Stories were told long before they were written down. The historian is always constrained by the limitations of written records, but this is particularly evident when it comes to looking at popular belief: it is difficult to determine the place of ghosts in Scottish culture when, for centuries, few considered ghost stories worth recording. Matters improve somewhat over the course of the eighteenth century. The end of the witch trials removes one body of sources, but this is outweighed by the development of print culture and antiquarian studies. This chapter uses ballads, cheap pamphlets and folklorists’ accounts to assess popular perceptions of ghosts (although these three categories are not perfectly delineated: most obviously, ballads were often printed as broadsides). Within these sources, ghosts appeared in a multitude of forms. Corpses rose from their graves to return to their former sweethearts, flesh rotting and worminfested; deceased villains bewailed their crimes, with eyes burst from their sockets, or genitalia leaking poison. Forsaken lovers drifted and lamented. There were stories of headless horses thronged in flames, of Highland spectres greedy for travellers’ blood, of white ladies and fairy-ghosts and will o’ the wisps. Ghosts were diverse, too, in their meanings: they sermonised about death or criminal behaviour, glorified love, subverted social hierarchies, upheld family or community traditions, and served as comedic figures.

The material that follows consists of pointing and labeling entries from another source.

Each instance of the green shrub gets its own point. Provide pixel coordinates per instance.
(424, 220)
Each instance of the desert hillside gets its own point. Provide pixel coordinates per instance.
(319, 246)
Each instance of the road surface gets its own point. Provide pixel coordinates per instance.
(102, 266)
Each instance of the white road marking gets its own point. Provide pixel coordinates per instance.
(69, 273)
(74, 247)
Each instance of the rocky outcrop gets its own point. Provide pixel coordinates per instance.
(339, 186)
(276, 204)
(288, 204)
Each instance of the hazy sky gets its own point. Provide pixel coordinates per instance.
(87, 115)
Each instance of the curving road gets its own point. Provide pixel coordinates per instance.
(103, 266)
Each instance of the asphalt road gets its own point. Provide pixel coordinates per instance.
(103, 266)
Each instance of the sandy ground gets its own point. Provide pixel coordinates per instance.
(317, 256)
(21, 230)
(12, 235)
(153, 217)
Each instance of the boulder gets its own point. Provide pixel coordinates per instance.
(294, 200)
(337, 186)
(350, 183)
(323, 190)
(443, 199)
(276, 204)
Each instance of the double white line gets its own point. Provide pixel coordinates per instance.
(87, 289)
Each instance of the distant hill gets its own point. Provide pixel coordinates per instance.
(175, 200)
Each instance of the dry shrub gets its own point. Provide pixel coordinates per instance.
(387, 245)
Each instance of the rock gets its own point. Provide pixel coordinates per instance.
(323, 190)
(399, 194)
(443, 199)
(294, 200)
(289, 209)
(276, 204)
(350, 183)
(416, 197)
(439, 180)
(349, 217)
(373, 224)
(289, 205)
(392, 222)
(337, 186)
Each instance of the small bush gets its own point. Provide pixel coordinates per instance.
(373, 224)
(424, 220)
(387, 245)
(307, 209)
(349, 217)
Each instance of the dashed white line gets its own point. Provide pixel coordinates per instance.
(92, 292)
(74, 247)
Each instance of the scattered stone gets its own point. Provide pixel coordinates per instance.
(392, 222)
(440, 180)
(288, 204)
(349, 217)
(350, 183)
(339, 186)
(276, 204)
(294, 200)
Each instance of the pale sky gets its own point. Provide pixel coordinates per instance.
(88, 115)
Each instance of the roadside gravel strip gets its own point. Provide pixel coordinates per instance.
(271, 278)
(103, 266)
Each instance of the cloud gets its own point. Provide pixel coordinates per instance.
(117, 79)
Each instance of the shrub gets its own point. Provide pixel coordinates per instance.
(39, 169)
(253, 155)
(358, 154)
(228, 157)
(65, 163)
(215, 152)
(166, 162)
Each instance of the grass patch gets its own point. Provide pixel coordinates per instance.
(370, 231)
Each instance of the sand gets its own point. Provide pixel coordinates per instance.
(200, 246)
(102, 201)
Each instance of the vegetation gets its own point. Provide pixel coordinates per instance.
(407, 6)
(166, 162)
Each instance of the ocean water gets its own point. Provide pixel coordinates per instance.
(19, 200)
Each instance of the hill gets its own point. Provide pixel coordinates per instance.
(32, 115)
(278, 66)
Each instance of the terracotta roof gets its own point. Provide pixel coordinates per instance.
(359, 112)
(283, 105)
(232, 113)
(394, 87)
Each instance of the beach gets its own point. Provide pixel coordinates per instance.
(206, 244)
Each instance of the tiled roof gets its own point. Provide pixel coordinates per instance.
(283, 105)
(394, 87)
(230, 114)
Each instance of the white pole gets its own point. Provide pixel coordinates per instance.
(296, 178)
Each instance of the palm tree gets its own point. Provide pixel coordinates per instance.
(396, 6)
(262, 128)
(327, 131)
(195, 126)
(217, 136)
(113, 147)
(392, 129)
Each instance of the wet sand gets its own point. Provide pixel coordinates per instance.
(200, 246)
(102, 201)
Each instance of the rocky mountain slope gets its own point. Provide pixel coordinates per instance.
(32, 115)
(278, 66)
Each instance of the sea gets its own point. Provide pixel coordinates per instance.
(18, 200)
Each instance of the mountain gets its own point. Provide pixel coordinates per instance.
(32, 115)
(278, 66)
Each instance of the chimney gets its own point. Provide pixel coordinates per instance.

It is important to note that all of these bodies of sources have drawbacks. Ballads offer the most direct window into folk culture, but they are difficult to trace and date. Cheap print culture is useful because it was targeted at a popular market, and could be read aloud, meaning that it was accessible to the illiterate. Adam Fox, Edward J. Cowan and Mike Paterson have demonstrated how cheap print can be used as a window into Scottish popular culture. However, pamphlets were still composed by educated men, and it is difficult to judge how far they circulated. Finally, folklorists’ accounts come diluted by the perceptions and preoccupations of their author. This chapter takes a broad view of popular culture: it includes stories that were produced by and for elites provided that they were demonstrably widespread in Scottish society. The aim of the chapter is not to avoid educated culture altogether, but to assess the ways in which ghosts were understood by the majority of the Scottish population.